Il se dirigea vers la rivière Athabaska, avec l'intention d'en suivre le cours jusqu'au lac de ce nom. Il atteignit la rive droite de cette rivière, le deuxième jour au coucher du soleil. C'était un des plus beaux jours du mois de juin. Son attention fut attirée par une petite lueur lointaine qui se reflétait dans l'eau paisible: Amis ou ennemis, pensa-t-il, je vais voir qui a campé là!

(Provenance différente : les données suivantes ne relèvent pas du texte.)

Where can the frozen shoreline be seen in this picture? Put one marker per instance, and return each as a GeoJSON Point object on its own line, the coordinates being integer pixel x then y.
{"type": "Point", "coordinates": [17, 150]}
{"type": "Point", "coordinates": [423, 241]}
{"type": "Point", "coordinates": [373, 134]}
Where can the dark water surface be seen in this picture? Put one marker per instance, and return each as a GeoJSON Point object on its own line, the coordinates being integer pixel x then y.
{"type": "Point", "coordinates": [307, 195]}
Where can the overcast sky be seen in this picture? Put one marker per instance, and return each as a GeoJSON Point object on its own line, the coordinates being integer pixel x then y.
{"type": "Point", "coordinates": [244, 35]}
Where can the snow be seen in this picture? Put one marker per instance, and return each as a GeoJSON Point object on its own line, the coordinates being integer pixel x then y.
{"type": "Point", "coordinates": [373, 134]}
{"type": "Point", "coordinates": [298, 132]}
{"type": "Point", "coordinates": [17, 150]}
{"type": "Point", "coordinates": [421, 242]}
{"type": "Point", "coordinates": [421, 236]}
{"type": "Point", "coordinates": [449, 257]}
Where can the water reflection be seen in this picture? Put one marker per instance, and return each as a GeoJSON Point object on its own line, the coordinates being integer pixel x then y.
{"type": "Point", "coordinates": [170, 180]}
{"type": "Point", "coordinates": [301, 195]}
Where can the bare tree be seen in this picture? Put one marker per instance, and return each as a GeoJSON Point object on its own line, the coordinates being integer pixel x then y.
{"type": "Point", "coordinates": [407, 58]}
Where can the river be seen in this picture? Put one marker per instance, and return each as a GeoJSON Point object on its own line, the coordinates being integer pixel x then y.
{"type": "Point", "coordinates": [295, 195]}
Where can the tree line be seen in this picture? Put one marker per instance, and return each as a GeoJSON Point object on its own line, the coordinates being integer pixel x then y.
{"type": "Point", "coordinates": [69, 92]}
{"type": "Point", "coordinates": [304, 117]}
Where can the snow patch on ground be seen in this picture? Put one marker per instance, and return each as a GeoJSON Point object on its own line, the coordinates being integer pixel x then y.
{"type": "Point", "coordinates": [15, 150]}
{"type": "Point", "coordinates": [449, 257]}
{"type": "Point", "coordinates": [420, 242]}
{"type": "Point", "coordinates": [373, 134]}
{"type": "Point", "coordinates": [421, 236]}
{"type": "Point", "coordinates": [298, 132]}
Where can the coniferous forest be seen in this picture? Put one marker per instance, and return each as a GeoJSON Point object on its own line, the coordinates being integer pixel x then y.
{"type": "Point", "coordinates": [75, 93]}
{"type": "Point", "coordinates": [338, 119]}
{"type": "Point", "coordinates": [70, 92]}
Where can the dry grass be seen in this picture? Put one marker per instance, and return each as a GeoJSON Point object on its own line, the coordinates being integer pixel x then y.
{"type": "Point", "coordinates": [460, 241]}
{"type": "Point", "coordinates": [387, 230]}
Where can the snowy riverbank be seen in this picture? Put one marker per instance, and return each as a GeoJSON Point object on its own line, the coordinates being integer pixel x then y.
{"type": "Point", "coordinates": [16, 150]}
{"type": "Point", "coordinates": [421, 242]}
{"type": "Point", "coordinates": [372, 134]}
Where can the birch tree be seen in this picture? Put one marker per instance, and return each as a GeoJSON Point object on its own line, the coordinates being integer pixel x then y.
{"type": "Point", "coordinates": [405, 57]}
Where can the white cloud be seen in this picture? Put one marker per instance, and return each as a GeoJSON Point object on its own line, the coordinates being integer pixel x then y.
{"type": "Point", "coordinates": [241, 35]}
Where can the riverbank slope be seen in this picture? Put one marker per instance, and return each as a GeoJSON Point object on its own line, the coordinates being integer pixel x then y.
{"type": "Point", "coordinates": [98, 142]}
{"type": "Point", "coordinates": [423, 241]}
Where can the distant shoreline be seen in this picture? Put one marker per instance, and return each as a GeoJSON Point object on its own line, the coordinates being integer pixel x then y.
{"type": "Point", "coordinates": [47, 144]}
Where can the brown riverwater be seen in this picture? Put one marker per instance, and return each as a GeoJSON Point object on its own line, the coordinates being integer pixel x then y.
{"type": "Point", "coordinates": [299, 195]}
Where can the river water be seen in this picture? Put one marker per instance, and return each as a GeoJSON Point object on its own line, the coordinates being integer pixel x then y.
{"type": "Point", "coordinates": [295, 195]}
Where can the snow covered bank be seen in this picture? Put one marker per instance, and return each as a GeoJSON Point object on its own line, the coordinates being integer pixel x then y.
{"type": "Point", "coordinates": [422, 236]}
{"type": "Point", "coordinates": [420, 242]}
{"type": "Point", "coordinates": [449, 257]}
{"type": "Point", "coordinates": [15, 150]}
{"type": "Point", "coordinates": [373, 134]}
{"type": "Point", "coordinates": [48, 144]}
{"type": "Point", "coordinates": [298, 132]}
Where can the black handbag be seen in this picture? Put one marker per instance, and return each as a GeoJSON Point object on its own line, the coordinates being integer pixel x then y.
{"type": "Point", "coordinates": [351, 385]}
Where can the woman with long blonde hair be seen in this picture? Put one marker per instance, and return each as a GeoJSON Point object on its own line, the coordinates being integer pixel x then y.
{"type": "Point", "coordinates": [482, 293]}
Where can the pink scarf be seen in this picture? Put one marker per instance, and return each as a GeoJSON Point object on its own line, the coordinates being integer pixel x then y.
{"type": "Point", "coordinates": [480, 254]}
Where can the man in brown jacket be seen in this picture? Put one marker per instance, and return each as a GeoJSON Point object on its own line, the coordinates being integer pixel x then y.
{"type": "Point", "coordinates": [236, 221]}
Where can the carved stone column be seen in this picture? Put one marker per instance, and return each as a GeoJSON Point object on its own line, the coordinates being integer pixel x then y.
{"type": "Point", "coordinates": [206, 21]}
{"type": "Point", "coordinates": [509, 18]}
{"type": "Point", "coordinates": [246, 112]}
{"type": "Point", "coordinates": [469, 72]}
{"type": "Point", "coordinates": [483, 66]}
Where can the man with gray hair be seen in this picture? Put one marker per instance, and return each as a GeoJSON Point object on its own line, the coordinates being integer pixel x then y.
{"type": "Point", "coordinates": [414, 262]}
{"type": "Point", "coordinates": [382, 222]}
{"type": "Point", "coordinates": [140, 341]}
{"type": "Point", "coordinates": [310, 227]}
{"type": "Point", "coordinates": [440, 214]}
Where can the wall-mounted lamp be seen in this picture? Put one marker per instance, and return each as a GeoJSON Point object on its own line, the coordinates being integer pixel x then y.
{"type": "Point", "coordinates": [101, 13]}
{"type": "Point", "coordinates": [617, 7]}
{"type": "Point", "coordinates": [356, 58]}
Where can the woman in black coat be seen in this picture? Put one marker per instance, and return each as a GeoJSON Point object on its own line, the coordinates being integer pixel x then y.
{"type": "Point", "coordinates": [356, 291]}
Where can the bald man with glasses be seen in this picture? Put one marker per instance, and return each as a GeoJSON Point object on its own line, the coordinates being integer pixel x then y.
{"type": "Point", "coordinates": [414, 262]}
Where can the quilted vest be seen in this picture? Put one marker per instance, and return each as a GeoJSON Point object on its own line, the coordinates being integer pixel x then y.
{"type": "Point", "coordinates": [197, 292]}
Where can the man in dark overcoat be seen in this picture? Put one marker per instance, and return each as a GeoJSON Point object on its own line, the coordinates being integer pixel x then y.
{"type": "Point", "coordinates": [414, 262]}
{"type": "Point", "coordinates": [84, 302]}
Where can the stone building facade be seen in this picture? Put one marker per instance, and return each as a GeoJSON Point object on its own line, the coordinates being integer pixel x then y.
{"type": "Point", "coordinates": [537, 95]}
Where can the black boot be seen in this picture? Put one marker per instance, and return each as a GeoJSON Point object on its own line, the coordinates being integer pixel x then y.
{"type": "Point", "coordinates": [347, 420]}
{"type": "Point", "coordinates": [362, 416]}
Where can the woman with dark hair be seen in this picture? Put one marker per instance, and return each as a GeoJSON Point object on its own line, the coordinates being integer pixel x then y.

Et il partit, marchant avec précaution pour ne pas donner l'éveil. Il longea la rive et, se glissant comme un serpent sous les feuillages, il arriva à quelques pas du feux. Personne ne rôdait autour de ce foyer, et la flamme allait s'éteignant insensiblement. Il pensa que les chasseurs étaient partis, ou s'étaient cachés à son approche pour le surprendre ou le reconnaître. Sachant que les seuls ennemis qu'il avait à craindre, les Couteaux-jaunes, ne pouvaient se trouver là, il s'approcha du feu hardiment et le réveilla en l'attisant avec un rondin à demi-brûlé. Il se disait qu'il valait autant passer la nuit en cet endroit qu'ailleurs, et que le feu allumé par des inconnus le réchaufferait tout aussi bien que celui qu'il allumerait lui-même. Les flammes pétillaient et jetaient une vive lueur sur le rivage. Un ruban de feu traversait la rivière, et un voile d'une horrible obscurité couvrait le bois et se déroulait dans l'air à une faible hauteur. Cependant cette obscurité n'était que relative. Le voile, sombre pour celui qui se trouvait au dessous, était lumineux pour ceux qui le voyaient de loin.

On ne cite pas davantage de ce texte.